Discussions are also set to include the Eurocup's relationship with FR3.5, as the Eurocup champion is currently awarded a €500,000 purse towards an FR3.5 budget
"All the teams have said they're continuing," one team boss told AUTOSPORT.
"Our proposals include awarding a €600,000 cash prize to the FR3.5 champion, either to be spent bridging the gap to a Formula 2 budget or to be spent on sportscars, while also awarding a €200,000 prize to FR3.5's top rookie, to keep him in the category.
"That had the teams' backing. We know the series works, and the interest is there from the driver market."
The FIA announced at its last World Motor Sport Council meeting on July 10 an increase in the number of Formula 1 super licence points awarded to the FR3.5 champion from a provisional 30 to 35.

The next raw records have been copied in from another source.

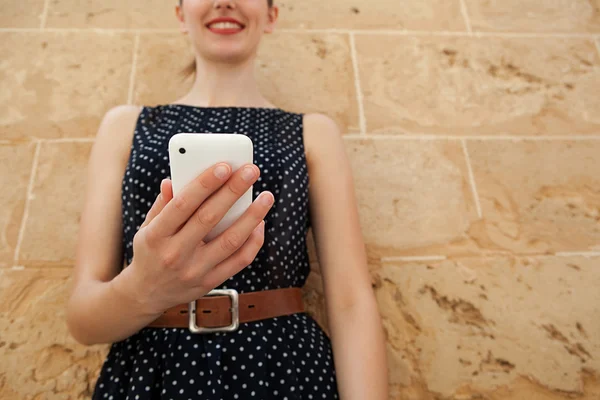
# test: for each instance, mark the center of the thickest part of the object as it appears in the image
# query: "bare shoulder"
(320, 133)
(117, 127)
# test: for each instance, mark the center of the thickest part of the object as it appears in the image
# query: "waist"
(222, 310)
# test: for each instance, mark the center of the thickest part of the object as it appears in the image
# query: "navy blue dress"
(287, 357)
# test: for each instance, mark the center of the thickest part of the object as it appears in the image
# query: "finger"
(185, 203)
(237, 261)
(234, 237)
(214, 209)
(159, 204)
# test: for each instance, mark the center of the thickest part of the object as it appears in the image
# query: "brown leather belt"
(222, 310)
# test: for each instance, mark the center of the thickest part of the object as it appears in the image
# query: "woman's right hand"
(172, 264)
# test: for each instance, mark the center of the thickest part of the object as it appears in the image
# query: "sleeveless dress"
(287, 357)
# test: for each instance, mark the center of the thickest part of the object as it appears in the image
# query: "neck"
(224, 85)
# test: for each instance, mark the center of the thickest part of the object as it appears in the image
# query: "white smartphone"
(190, 154)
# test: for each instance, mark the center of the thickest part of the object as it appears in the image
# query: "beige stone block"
(21, 13)
(15, 170)
(479, 86)
(161, 59)
(414, 197)
(535, 16)
(375, 14)
(314, 298)
(60, 84)
(40, 360)
(480, 327)
(130, 14)
(537, 197)
(50, 235)
(297, 72)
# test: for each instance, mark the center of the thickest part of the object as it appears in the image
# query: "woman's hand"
(172, 264)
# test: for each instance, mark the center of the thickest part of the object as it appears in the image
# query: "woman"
(277, 351)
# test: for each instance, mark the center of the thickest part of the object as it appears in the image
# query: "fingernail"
(248, 173)
(265, 199)
(221, 171)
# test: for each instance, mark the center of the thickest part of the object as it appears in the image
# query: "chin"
(227, 54)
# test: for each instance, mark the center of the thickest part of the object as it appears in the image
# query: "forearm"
(106, 312)
(359, 351)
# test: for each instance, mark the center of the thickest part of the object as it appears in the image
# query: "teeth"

Many Formula 1 drivers had called for the more generous points allocation, including four-time world champion Sebastian Vettel who competed for Carlin in the series during 2006 and 2007.
FR3.5 teams believe that the category's allocation of Formula 1 super licence points is safeguarded despite Renault's withdrawal, and one senior figure told AUTOSPORT 10 drivers have already committed to staying in the series.
Renault Sport did not submit an application to the FIA to run the new Formula 2 series because it believed the terms of the tender placed too great a commercial strain on the promoter.